The results, which appeared last month in the Journal of Molecular Diagnostics, showed that the approach, which the investigators call MSIplus, has high accuracy in detection mutations in cancer-associated genes, and slightly superior sensitivity and specificity in determining MSI phenotype compared to current methods.
Stephen Salipante, the study's senior author, told GenomeWeb that UW has been using MSIplus clinically for a few months now.
The development of the NGS-based assay began with an earlier publication in Clinical Chemistry in which Salipante and his colleagues first demonstrated the possibility of measuring MSI status from NGS data.
"That was a little bit different, in that we were retrospectively inferring MSI status from targeted gene capture data — so either exome sequencing at the extreme, or smaller gene panels that we're offering now for clinical diagnosis," Salipante said. "But that was the origin … where we really put forth this idea of inferring MSI status from NGS data.
For their latest work, the researchers created a more targeted and cost-effective way of analyzing MSI and a few other loci that are important in colorectal cancers, he said.
"The current methods for looking at MSI are really, really focused. They look at a small number of markers and they do it using a really trailing edge, analog technology, capillary electrophoresis. So our goal here was to sort of upgrade the classic MSI assay … and then also to enable a way of looking at far more markers than the previous assays allowed," Salipante explained.
The result, MSIplus, includes a set of microsatellite markers selected based on the group's earlier study, as well as others that reflect currently used MSI-PCR strategies. It also includes primers designed to span exons containing mutational hotspots in the cancer-associated genes KRAS, NRAS, and BRAF.

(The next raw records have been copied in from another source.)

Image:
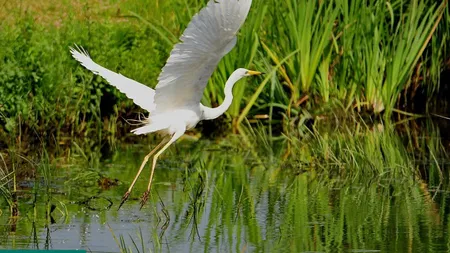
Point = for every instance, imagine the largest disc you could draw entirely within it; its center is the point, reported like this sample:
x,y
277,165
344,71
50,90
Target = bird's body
x,y
174,105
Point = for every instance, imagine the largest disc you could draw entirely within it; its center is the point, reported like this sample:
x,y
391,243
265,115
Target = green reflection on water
x,y
343,193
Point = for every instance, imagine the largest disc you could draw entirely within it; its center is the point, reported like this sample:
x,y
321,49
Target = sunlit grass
x,y
335,54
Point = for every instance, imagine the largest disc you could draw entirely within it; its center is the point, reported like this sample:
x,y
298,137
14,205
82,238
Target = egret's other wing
x,y
140,94
209,36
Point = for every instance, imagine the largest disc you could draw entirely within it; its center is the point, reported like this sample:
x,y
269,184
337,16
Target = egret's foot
x,y
124,198
144,198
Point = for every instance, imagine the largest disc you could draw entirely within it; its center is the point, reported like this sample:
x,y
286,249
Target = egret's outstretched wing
x,y
140,94
209,36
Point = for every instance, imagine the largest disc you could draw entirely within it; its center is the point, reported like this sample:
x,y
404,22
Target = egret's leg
x,y
175,136
127,194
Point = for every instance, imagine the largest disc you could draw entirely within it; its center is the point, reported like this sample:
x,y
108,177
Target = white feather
x,y
141,95
209,36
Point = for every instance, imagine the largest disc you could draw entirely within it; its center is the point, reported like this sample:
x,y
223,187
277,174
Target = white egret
x,y
174,105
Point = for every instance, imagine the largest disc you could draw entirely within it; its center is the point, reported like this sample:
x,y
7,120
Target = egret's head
x,y
252,73
246,72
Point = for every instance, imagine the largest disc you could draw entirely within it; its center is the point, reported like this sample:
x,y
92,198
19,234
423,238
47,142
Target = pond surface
x,y
208,197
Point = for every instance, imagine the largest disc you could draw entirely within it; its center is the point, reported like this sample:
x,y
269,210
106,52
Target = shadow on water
x,y
368,189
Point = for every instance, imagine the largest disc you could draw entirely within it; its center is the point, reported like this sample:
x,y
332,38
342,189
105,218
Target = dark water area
x,y
215,197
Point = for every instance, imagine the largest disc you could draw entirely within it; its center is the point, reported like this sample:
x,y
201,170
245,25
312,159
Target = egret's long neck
x,y
212,113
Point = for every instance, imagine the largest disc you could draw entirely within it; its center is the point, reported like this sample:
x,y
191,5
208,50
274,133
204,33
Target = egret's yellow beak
x,y
254,73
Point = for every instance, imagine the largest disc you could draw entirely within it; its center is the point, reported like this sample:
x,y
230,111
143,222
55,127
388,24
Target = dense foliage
x,y
318,55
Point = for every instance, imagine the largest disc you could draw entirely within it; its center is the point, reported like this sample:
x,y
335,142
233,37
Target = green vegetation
x,y
319,56
326,156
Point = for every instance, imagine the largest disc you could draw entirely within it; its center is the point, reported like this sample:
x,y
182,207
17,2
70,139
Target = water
x,y
208,198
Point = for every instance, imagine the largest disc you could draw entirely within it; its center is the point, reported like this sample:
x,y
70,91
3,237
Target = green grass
x,y
317,55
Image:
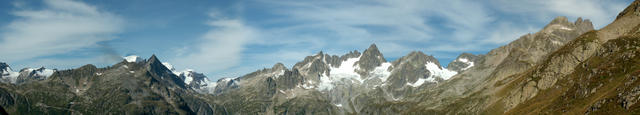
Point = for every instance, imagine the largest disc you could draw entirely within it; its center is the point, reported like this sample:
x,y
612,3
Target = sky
x,y
230,38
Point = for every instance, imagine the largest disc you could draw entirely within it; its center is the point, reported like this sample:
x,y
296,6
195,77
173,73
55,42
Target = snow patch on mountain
x,y
465,60
382,71
41,71
9,75
133,58
168,65
421,81
346,71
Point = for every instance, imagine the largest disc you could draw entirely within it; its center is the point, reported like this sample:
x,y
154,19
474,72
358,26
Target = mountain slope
x,y
128,87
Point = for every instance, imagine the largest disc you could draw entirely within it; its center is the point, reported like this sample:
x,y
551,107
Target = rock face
x,y
126,87
463,62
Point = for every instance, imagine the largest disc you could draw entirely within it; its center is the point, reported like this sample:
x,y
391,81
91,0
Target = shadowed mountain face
x,y
565,68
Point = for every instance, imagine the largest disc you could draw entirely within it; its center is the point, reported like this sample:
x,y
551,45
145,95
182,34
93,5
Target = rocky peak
x,y
583,25
463,62
133,59
370,59
561,24
416,58
4,67
159,71
560,20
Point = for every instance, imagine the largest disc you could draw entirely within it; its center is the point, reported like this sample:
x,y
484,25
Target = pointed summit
x,y
370,59
279,66
153,58
560,20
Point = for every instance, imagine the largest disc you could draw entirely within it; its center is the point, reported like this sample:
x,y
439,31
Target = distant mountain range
x,y
565,68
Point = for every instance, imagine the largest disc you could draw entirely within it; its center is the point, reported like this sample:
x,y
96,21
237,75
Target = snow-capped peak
x,y
8,75
436,71
168,65
41,71
133,58
465,60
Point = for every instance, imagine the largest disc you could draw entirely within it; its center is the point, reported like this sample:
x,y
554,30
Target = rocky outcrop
x,y
463,62
370,59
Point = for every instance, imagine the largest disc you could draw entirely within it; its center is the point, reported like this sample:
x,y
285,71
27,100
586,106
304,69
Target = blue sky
x,y
227,38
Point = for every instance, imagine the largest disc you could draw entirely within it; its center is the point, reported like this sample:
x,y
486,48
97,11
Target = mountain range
x,y
565,68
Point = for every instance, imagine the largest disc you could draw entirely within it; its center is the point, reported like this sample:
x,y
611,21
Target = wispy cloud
x,y
440,28
220,48
61,26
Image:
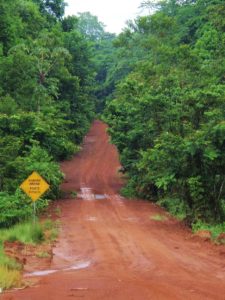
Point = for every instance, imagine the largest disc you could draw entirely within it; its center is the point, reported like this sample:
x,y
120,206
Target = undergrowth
x,y
27,233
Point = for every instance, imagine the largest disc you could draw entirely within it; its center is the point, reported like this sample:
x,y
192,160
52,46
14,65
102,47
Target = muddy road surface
x,y
113,248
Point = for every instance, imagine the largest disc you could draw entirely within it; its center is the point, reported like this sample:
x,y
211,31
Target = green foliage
x,y
167,113
46,99
215,229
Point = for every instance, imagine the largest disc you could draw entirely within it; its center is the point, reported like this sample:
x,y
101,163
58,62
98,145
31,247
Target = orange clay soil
x,y
110,247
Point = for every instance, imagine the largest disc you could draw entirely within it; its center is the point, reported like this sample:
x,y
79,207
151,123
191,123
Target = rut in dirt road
x,y
111,248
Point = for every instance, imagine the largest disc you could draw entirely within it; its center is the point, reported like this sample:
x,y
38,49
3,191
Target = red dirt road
x,y
110,248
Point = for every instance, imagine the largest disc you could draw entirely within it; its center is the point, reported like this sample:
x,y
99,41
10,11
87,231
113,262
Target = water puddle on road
x,y
100,197
86,193
77,266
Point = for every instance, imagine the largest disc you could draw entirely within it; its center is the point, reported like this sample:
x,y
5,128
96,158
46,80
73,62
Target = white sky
x,y
113,13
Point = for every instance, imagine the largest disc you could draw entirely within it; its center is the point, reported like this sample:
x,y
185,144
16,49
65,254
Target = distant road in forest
x,y
114,248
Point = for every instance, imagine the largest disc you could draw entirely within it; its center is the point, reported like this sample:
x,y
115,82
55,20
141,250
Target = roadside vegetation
x,y
27,233
160,85
167,114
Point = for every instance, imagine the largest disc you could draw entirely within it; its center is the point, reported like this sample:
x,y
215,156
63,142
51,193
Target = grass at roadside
x,y
26,233
159,218
215,229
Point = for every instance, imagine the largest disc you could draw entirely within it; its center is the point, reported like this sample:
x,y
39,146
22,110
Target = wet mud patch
x,y
78,266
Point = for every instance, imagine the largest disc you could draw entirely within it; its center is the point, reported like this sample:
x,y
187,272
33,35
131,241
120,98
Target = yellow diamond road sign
x,y
34,186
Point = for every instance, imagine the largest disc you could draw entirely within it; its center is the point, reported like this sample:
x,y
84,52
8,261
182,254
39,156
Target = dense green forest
x,y
160,85
167,114
47,100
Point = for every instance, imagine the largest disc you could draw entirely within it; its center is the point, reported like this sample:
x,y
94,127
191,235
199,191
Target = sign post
x,y
34,186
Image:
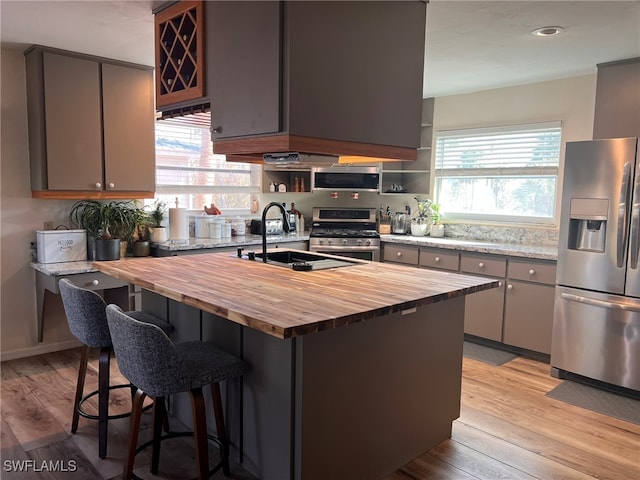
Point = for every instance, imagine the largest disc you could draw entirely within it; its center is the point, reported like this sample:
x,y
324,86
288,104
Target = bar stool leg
x,y
134,430
222,432
103,400
200,433
82,372
159,419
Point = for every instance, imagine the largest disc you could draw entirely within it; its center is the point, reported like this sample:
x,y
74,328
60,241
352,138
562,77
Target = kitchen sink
x,y
304,260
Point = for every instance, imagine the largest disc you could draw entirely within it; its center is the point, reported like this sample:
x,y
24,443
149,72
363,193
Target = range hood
x,y
317,78
296,159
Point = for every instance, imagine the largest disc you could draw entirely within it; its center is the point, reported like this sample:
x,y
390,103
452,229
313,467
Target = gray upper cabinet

According to the UW authors, the assay involves a first PCR stage that is performed in two separate reactions — one using microsatellite primers, the other using primers targeting mutational hotspots. This is followed by a second PCR stage and sequencing of the resulting amplicons on the Illumina MiSeq.
In their study, Salipante and his colleagues evaluated the sensitivity and specificity of MSIplus, both in evaluating MSI phenotype and in detecting the presence of KRAS, NRAS, and BRAF mutations.
In a set of 61 patient samples with known mutation status, based on prior clinical testing, the assay demonstrated 100 percent sensitivity in identifying cancer-associated mutations with a detection limit of a two percent mutant allele fraction for the three target genes, the authors wrote.
In a separate set of 78 tumor specimens, the investigators determined that the approach was 97 percent sensitive and 100 percent specific for ascertaining MSI phenotype — a similar or slightly better performance than that reported for conventional multiplex PCR- and capillary electrophoresis-based MSI testing.
While other research groups have published methods to infer MSI status from NGS data, Salipante said that to the best of his knowledge, UW is alone so far in combining NGS-based MSI and cancer mutation testing, or in offering this type of assay clinically.
Clinical use of the test has been going very well, he said. "One [primary] advantage is that the interpretation is automated by a computer, so it's much less subjective than doing capillary electrophoresis … Sign out of this test takes significantly less effort and time ... and as our paper provides evidence, the calls are actually slightly better overall than capillary electrophoresis."
According to the study authors, the assay is compatible with a two- to three-day turnaround time, and requires only about 50 nanograms of input DNA.
Also, unlike current conventional MSI testing, the approach does not require matched normal patient samples.
Initially targeted at MSI status and mutational hotspots in KRAS, NRAS, and BRAF, the assay is designed to expand to include additional microsatellite loci and other gene targets as they become clinically relevant, Salipante said.